In health care, deciding what to do has always been about weighing the costs and benefits of different options. But traditionally, those options have been in the context of entire populations, says Bjarnadóttir. Her research considers the individual characteristics of people through prediction models based on patient characteristics to improve operational decisions. 

“We took the prediction models and put them to work,” she said. “One extreme is to do nothing and just deal with the no-shows and cancellation costs. The other extreme is to apply the intervention or prevention to the entire population. But then you’re incurring costs from contacting people who don’t really need reminders or assistance. The right balance is probably somewhere in the middle. The question is how do we find the sweet spot? How do we find the correct cohort of patients to maximize the overall benefit of the system.  That’s what we did.” 

Bjarnadóttir took the case study of appointment adherence using data from a cancer clinic. Bjarnadóttir and her co-researchers used 104 variables to build their models for predicting which patients would cancel or not show up for appointments, covering such things as types of treatment, severity of disease, and the day and time of the visit. The researchers looked at two intervention options: Having a skilled nurse call people to remind them of their appointments, and using an automated text reminder system.

“You don’t just have to choose one,” she said. “If you have a portfolio of options, you should have the option to mix your interventions, in our case call some patients while texting others, choosing an appropriate option for each segment of the population.” 

The researchers found the optimal strategy was to use a mix of telephone reminders for 56.6 percent of the population and text messages for 34.1 percent. Surprisingly, the researchers found that remainder of the people needed no intervention at all and would show up with a very high probability. 

 “That is something we are looking into in more detail – figuring out who those people are by analyzing their characteristics,” Bjarnadóttir said. “That’s something the industry can really learn from.” 

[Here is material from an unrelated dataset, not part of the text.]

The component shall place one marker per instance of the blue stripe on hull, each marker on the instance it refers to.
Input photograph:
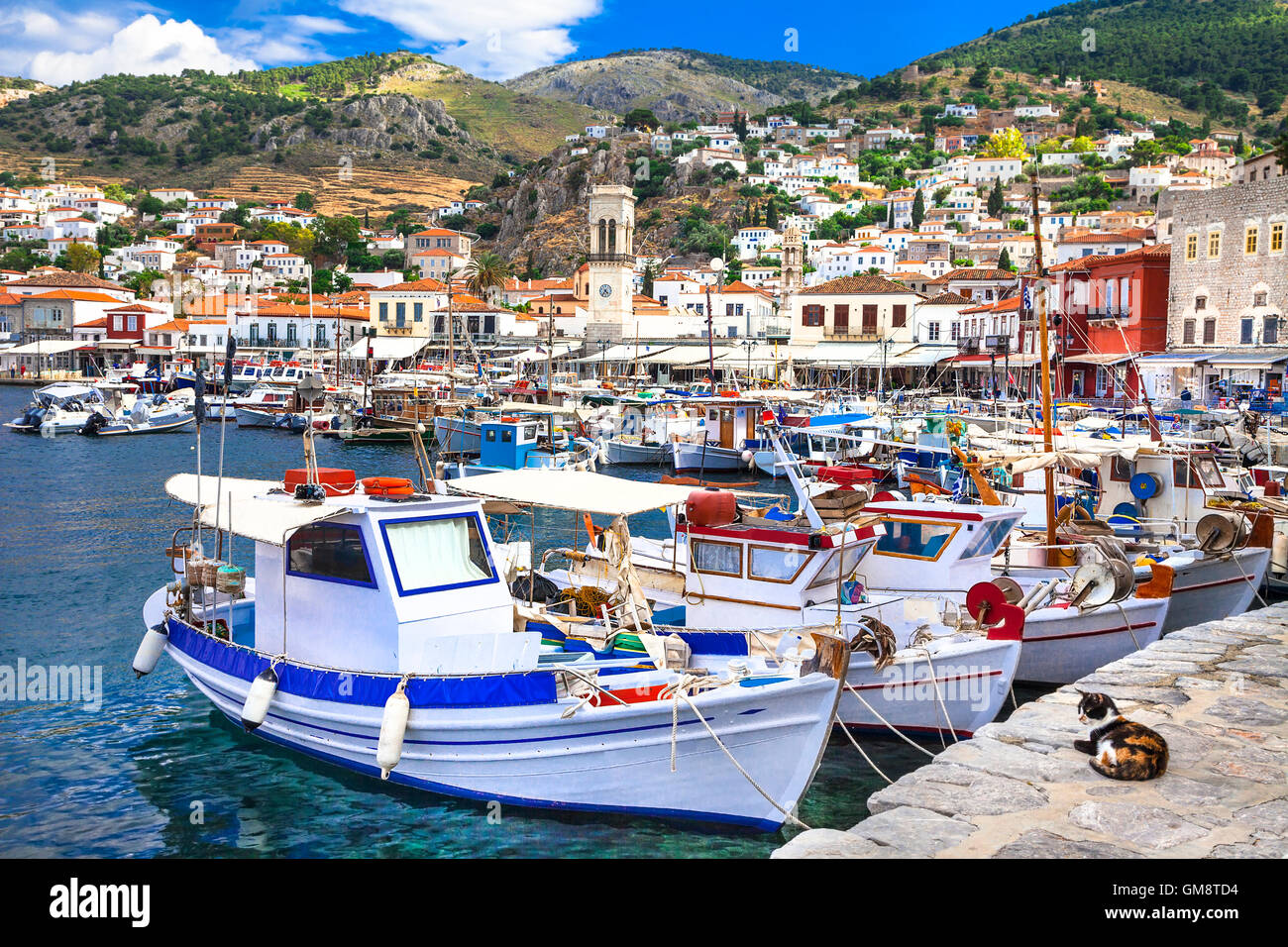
(459, 792)
(518, 689)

Bjarnadóttir said this research could be applied to numerous other health care scenarios  to determine the most effective interventions for the right patients at the right times for a more efficient health care system. She said this research stream could also be extended to fields beyond health care, such as marketing – “anywhere where your action has complicated cost structures associated with it.” 

Bjarnadóttir’s research has been invited for a revision for publication in the Journal of Manufacturing and Service Operations. It received a second place award for best paper from the POMS College of Healthcare Operations Management.